The effectiveness of sural nerve grafting is influenced by several anatomical factors, including nerve length, diameter, and branching pattern. Our study highlights significant variability in SN morphology across different populations, with notable differences in both length and diameter. These parameters are crucial in reconstructive surgery, as the harvested nerve must be appropriately matched to the defect to ensure optimal functional recovery. In our study, the mean sural nerve length (21.99 ± 6.27 cm) falls within an intermediate range compared to previous reports, suggesting that graft suitability may differ among populations. Likewise, the diameter of the SN, which averaged 2.48 ± 0.68 mm in our sample, plays a key role in graft integration and revascularization. A thicker nerve may provide a more robust scaffold for axonal regeneration, while a thinner nerve may be more prone to atrophy or incomplete reinnervation [
57]. These findings underscore the importance of considering population-specific anatomical variations when selecting donor nerves for grafting procedures.
Beyond limb and facial nerve repair, sural nerve grafts have also been used in corneal neurotization, particularly in patients with neurotrophic keratitis—a condition characterized by corneal anesthesia, a loss of the blink reflex, and reduced tear production, leading to ulceration, scarring, and eventual corneal opacification.

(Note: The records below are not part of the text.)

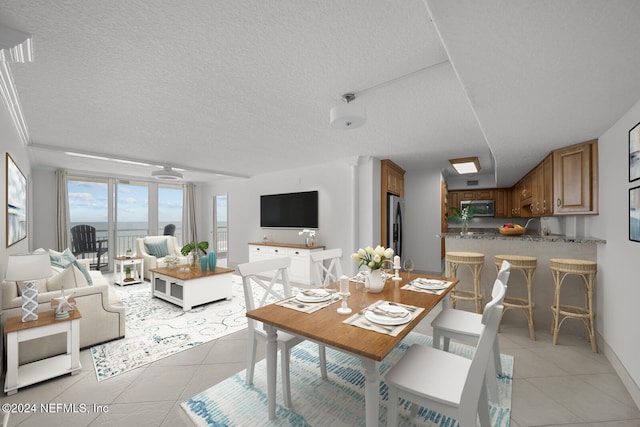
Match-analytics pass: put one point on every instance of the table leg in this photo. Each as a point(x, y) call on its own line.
point(272, 356)
point(371, 391)
point(11, 381)
point(74, 333)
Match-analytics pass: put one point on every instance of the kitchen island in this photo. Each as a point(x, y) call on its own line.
point(544, 248)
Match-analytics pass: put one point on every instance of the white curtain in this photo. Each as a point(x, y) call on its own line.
point(62, 210)
point(190, 232)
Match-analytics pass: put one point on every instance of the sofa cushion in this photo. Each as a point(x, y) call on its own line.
point(157, 249)
point(64, 259)
point(64, 280)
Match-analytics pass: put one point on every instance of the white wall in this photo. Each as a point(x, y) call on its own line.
point(422, 219)
point(10, 143)
point(336, 223)
point(618, 291)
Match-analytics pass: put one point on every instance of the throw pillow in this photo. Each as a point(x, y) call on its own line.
point(64, 259)
point(41, 284)
point(65, 280)
point(158, 249)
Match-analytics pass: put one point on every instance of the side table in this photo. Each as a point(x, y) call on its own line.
point(17, 331)
point(136, 263)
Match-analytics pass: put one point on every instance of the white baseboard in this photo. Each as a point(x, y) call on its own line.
point(628, 382)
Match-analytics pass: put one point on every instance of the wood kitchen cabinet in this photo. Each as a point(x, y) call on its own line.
point(575, 178)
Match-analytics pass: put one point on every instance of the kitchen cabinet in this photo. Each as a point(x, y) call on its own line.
point(501, 198)
point(392, 182)
point(575, 179)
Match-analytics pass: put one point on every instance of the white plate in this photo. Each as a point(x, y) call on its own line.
point(384, 320)
point(313, 298)
point(434, 285)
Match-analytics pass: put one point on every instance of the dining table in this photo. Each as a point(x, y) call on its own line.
point(371, 343)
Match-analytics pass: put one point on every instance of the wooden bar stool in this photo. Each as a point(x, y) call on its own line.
point(475, 262)
point(528, 265)
point(560, 269)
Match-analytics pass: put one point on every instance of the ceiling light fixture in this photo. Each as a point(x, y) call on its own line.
point(466, 165)
point(347, 115)
point(166, 174)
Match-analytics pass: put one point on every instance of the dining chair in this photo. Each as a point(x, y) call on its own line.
point(466, 326)
point(323, 274)
point(264, 282)
point(445, 382)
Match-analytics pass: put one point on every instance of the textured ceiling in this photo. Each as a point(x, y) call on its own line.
point(245, 87)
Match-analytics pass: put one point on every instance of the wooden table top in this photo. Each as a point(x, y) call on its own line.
point(325, 325)
point(192, 273)
point(15, 324)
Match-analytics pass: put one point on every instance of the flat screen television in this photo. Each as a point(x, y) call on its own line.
point(290, 210)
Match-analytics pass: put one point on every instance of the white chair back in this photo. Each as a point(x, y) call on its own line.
point(327, 274)
point(474, 388)
point(266, 275)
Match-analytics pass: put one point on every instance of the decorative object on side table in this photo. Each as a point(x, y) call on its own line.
point(464, 215)
point(375, 259)
point(172, 261)
point(62, 305)
point(212, 260)
point(27, 268)
point(311, 240)
point(193, 248)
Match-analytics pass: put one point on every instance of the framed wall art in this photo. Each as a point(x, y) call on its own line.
point(634, 214)
point(16, 203)
point(634, 153)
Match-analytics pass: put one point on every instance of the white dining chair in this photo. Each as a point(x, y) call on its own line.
point(325, 274)
point(264, 282)
point(466, 326)
point(445, 382)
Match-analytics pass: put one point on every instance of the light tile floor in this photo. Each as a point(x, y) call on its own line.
point(564, 385)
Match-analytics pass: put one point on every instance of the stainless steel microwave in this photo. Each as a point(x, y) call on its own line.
point(483, 207)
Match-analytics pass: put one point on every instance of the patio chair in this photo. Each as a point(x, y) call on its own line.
point(83, 242)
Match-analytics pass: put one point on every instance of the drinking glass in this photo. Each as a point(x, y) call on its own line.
point(408, 267)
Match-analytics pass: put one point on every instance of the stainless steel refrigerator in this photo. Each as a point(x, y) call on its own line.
point(395, 212)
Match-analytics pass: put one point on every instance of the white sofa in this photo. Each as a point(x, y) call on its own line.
point(150, 260)
point(103, 316)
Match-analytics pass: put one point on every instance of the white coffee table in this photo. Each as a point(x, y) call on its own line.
point(189, 287)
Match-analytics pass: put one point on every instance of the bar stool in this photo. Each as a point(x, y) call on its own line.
point(526, 264)
point(475, 262)
point(560, 269)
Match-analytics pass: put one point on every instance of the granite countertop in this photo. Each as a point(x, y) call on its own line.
point(494, 234)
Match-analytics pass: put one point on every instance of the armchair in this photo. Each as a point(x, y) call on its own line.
point(146, 245)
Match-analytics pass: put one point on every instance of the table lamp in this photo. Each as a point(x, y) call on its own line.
point(28, 268)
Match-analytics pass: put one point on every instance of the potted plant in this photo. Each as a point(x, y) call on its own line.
point(464, 215)
point(193, 248)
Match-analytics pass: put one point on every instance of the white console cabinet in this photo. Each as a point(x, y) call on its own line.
point(301, 264)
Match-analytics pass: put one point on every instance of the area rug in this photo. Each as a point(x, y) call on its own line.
point(338, 401)
point(155, 329)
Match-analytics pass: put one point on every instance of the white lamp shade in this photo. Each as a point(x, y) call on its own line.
point(347, 116)
point(24, 267)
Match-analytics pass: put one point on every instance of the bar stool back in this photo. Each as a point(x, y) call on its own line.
point(474, 261)
point(586, 270)
point(528, 265)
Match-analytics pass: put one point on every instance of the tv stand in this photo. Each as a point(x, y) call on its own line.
point(301, 264)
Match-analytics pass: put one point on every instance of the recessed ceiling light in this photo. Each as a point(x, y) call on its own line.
point(466, 165)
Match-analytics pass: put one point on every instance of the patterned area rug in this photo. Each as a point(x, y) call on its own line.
point(338, 401)
point(156, 329)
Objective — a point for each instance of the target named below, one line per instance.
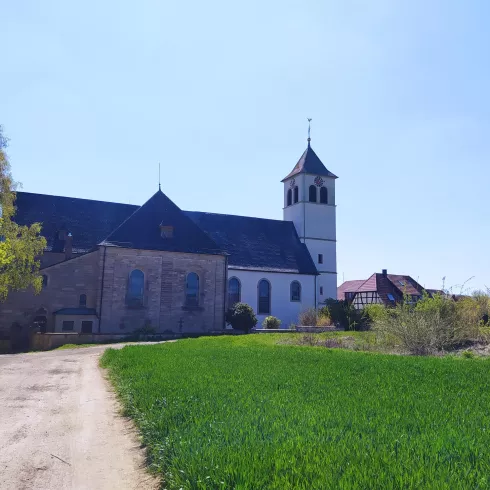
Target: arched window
(136, 288)
(264, 297)
(192, 289)
(295, 291)
(234, 291)
(323, 195)
(312, 193)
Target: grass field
(246, 413)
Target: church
(115, 268)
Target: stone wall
(164, 297)
(66, 282)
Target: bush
(343, 314)
(433, 324)
(241, 317)
(271, 322)
(308, 317)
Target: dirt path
(60, 428)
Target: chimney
(68, 246)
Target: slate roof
(257, 243)
(142, 229)
(253, 243)
(76, 311)
(88, 221)
(309, 163)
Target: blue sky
(95, 94)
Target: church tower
(309, 202)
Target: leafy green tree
(241, 317)
(20, 246)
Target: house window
(312, 193)
(68, 326)
(295, 291)
(234, 291)
(136, 288)
(192, 289)
(87, 326)
(264, 297)
(323, 195)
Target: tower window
(233, 291)
(312, 193)
(136, 286)
(323, 195)
(264, 297)
(295, 291)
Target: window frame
(133, 300)
(269, 297)
(230, 303)
(189, 300)
(314, 189)
(323, 195)
(72, 329)
(291, 298)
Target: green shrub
(271, 322)
(308, 317)
(432, 324)
(241, 317)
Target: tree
(241, 317)
(20, 246)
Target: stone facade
(164, 306)
(102, 275)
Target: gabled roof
(88, 221)
(256, 243)
(142, 229)
(253, 243)
(309, 163)
(397, 285)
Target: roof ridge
(77, 198)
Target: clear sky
(94, 94)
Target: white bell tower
(309, 202)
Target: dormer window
(166, 231)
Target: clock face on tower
(319, 181)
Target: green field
(248, 413)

In such cases, sural nerve grafts, along with the great auricular nerve, have been used to restore corneal sensation by connecting a functional sensory nerve, such as the supratrochlear or supraorbital nerve, to the affected cornea. This enables axonal regeneration and sensory restoration [
58]. Given the variability in SN morphology observed in our study, the success of such procedures may be influenced by regional differences in nerve structure. For instance, variations in SN diameter could affect the density of regenerating axons and the overall sensory recovery in corneal neurotization [
59]. These diverse applications highlight the clinical significance of the sural nerve and emphasize the necessity of understanding its anatomical variations to improve surgical planning and patient outcomes.
The Limits of the Study
One of the primary limitations of this study is the small sample size. A total of nine cadavers (18 limbs) were examined, which restricts the generalizability of the findings to the broader Lithuanian population and other ethnic groups. Comparative studies in the literature typically include a minimum of 25 cadavers, providing a higher level of evidence and greater statistical power. Although notable differences in sural nerve formation were observed within the Lithuanian population, the limited sample size reduces the reliability of these findings and precludes definitive conclusions. Future studies with larger and more diverse samples are necessary to validate these results and enhance their applicability.

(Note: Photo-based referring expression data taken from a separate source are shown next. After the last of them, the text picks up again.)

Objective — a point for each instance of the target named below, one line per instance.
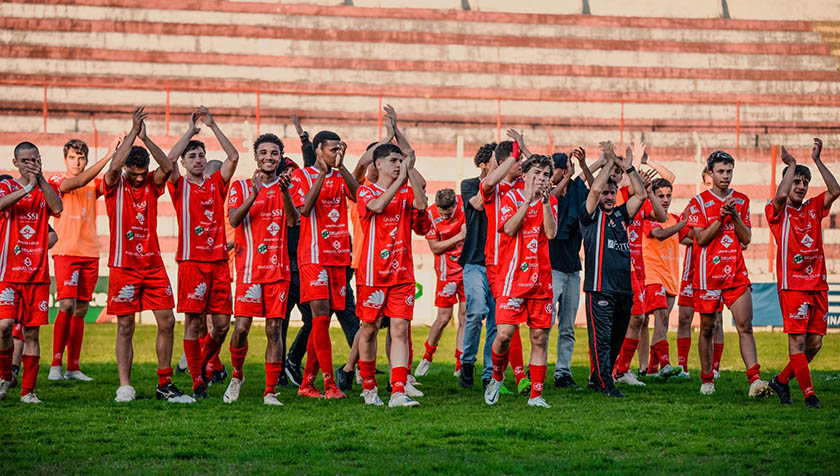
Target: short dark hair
(385, 150)
(77, 145)
(138, 157)
(25, 146)
(484, 153)
(322, 137)
(660, 183)
(503, 150)
(445, 198)
(537, 160)
(719, 157)
(799, 171)
(268, 138)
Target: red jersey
(524, 262)
(24, 231)
(200, 209)
(260, 249)
(324, 234)
(800, 257)
(446, 264)
(386, 258)
(132, 223)
(720, 264)
(492, 208)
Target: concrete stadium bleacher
(457, 78)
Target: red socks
(753, 373)
(164, 376)
(237, 359)
(367, 370)
(30, 373)
(683, 347)
(537, 380)
(61, 332)
(192, 349)
(799, 363)
(517, 363)
(272, 375)
(399, 375)
(323, 347)
(430, 352)
(499, 365)
(718, 353)
(74, 343)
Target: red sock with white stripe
(683, 348)
(803, 374)
(517, 363)
(537, 379)
(61, 332)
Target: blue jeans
(480, 306)
(566, 300)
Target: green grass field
(662, 428)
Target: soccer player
(261, 208)
(528, 220)
(76, 257)
(446, 240)
(385, 277)
(138, 279)
(721, 221)
(26, 203)
(321, 193)
(796, 225)
(499, 181)
(662, 262)
(203, 270)
(608, 273)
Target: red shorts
(26, 303)
(75, 277)
(804, 312)
(655, 298)
(447, 293)
(266, 300)
(535, 312)
(204, 286)
(710, 301)
(131, 291)
(373, 302)
(324, 282)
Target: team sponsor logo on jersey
(27, 232)
(375, 300)
(7, 297)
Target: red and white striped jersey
(324, 234)
(200, 211)
(132, 221)
(260, 250)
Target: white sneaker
(412, 391)
(55, 373)
(400, 399)
(538, 402)
(372, 397)
(30, 398)
(629, 378)
(232, 393)
(760, 388)
(491, 394)
(125, 393)
(271, 399)
(77, 375)
(423, 368)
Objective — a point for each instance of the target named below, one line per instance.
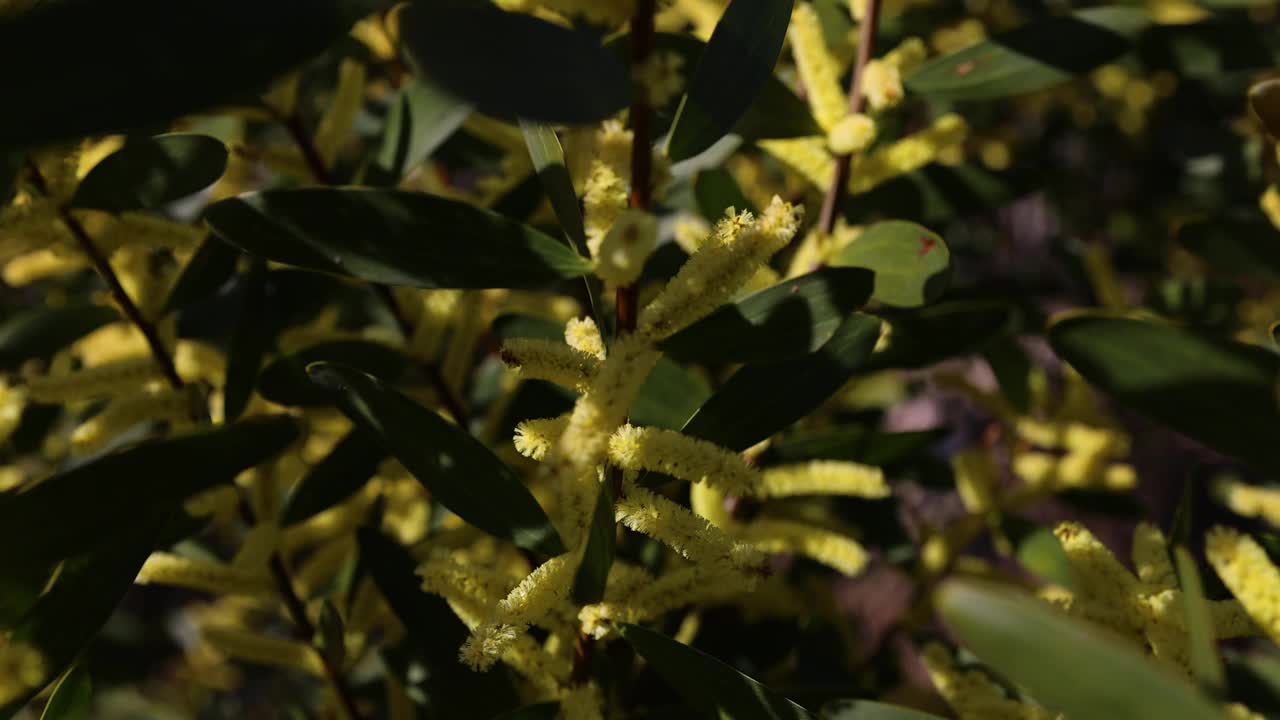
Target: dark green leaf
(286, 381)
(136, 63)
(72, 697)
(248, 346)
(515, 65)
(912, 263)
(760, 400)
(344, 470)
(42, 331)
(461, 473)
(152, 172)
(737, 62)
(1033, 57)
(1037, 647)
(594, 570)
(787, 319)
(709, 684)
(392, 237)
(668, 397)
(1219, 392)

Another limitation of this study is the gender imbalance in the sample, which included eight female cadavers and only one male cadaver. This uneven distribution prevents a meaningful analysis of sex differences in sural nerve morphology. While a direct comparison was possible, interpreting the results in this way would be inappropriate. Instead, the study presents morphological data that future researchers can use for comparative analysis. To better understand potential gender-related differences in sural nerve formation, future studies should include a more balanced sample.

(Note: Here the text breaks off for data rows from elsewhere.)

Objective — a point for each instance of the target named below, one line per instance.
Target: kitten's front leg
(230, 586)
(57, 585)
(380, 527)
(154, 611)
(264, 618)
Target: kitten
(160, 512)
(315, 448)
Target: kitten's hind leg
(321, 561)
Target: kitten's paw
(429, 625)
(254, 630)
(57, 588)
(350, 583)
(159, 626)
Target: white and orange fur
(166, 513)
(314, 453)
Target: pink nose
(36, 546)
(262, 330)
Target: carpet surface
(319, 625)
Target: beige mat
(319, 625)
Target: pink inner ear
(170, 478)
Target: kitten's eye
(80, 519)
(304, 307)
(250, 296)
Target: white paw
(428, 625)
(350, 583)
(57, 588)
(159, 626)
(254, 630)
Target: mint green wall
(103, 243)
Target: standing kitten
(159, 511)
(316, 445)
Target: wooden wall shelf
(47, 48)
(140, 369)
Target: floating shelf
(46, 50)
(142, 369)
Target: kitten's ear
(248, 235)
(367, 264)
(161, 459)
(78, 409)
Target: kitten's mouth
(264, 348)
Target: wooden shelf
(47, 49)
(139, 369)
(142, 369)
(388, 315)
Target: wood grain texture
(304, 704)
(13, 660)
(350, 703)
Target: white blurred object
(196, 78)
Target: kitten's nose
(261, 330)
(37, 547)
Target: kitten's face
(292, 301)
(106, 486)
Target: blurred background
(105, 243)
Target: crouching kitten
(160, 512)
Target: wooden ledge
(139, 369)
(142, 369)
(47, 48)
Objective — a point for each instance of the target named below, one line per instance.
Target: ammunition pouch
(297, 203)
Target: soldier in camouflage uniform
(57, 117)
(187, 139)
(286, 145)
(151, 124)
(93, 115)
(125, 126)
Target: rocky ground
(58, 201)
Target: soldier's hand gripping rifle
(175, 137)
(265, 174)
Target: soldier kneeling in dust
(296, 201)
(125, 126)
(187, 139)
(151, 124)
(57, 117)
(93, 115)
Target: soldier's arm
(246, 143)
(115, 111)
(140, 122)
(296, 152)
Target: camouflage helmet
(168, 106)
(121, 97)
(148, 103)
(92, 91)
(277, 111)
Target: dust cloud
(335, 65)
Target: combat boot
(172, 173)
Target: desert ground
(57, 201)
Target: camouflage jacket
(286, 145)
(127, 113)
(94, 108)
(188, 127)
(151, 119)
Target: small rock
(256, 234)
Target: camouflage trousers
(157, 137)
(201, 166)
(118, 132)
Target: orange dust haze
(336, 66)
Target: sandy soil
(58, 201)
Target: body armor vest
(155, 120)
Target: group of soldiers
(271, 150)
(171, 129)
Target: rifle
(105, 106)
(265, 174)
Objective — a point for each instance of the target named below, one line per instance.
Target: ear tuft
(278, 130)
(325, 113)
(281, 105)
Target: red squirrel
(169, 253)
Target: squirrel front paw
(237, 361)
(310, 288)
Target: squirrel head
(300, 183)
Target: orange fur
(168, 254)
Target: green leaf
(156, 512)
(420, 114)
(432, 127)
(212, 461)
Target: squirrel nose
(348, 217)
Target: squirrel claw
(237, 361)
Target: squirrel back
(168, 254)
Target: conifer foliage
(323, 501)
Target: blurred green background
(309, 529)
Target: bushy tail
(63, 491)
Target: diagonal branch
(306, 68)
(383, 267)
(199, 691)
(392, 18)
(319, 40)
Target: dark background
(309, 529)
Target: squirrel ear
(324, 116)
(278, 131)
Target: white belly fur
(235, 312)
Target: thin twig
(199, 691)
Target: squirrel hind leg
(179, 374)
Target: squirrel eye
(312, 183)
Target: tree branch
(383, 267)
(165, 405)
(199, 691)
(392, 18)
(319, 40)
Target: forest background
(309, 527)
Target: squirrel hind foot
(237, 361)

Despite these limitations, this study provides valuable preliminary data on sural nerve morphology in the Lithuanian population. This study is among the first to clearly define its methodology, providing both a detailed explanation and visual representation through images (
Figure 1). These images illustrate each step of the process, enhancing clarity and reproducibility. In addition to the theoretical description of sural nerve variations, the study presents these variations directly on cadaveric specimens. This visual approach allows future researchers to better understand the structures and how to identify them, improving accuracy in anatomical studies.